‘Unemployed workers’ united


A UNION for the unemployed may seem like a contradiction in terms but that’s exactly what an organisation setting up shop in Frankston is all about.

Australian Unemployed Workers’ Union volunteers will host fortnightly meetings at Frankston Arts Centre to help people on the dole negotiate the welfare system and know their rights when dealing with Centrelink and job agencies.

“Our mission at the Australian Unemployed Workers’ Union is to fight for the basic human rights of unemployed Australians, most of whom are living in poverty,” the group’s mission statement says. “We are fighting back against Australia’s unfair welfare system.

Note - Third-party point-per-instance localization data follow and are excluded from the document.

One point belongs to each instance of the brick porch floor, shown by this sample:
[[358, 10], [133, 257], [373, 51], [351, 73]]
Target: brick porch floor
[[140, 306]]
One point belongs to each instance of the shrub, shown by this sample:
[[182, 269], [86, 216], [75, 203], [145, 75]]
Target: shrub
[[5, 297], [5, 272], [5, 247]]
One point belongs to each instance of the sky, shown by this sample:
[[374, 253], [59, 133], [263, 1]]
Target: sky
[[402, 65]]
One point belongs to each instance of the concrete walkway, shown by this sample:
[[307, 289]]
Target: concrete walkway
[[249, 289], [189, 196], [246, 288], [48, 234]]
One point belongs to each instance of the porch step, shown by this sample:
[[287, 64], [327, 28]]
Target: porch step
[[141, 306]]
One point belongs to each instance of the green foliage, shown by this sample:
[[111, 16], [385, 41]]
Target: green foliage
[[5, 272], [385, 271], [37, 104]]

It was recently revealed that the basic Newstart payment is only half of what Australians need to live out of poverty.”

Frankston co-organiser Paul Callanan said the Frankston branch of the AUWU is open to people “from Portsea to Mentone and Crib Point to Cranbourne” and it is free to join.

“It makes sense to have a Frankston branch taking in all those areas,” he said.

The organisation “run for the unemployed by the unemployed” is not a registered union and is an incorporated association, according to Consumer Affairs Victoria records.

The group’s website declares “official endorsements from National Union of Workers (NUW) and the Electrical Trades Union (ETU)”.

Federal Liberal Employment Minister Michaelia Cash slammed the AUWU in June, saying the group’s “sole purpose appears to be keeping members out of gainful employment and encouraging them to shirk their responsibilities.”

Mr Callanan — a former taxi driver, multi-storey plumber and employee of the Cain government era Victorian Economic Development Corporation — said he is helping the AUWU with spreading the word about the nascent Frankston branch online.

The AUWU is calling on all Centrelink payments to be increased to $517 a week; work for the dole programs to be abolished and the axing of privately owned job agencies in favour or reinstating the Commonwealth Employment Service to get the unemployed back to work.

AUWU Frankston branch convener Fae Roth, a Hastings resident and former factory company director, said she got involved in helping the organisation after hearing about its work on community radio station 3CR.

“I don’t think the general public realises how tough some people are doing it,” she said. “Unemployment, redundancies and job losses are affecting people directly more than anything else I can think of in horrific ways.”

She said the factory she worked at for many years was eventually forced to shut its doors due to cheap overseas imports.

The group opposes mandatory drug testing for the unemployed, increased waiting times for the dole and “the completely unjustified expansion of cashless welfare” featuring debit cards for those receiving welfare payments.

An editorial in the September edition of its Fightback! newsletter states: “With the Australian Labor Party and a number on the cross bench failing to commit to voting one way or the other on a number of issues, it’s up to us to let them know why they should oppose these punitive measures”.

“I’m hoping our Frankston branch will be the prototype and role model that will inspire AUWU branches to open up all over Melbourne,” Ms Roth said.

“It’s just so extreme what the parliamentarians get compared to how the unemployed are treated.”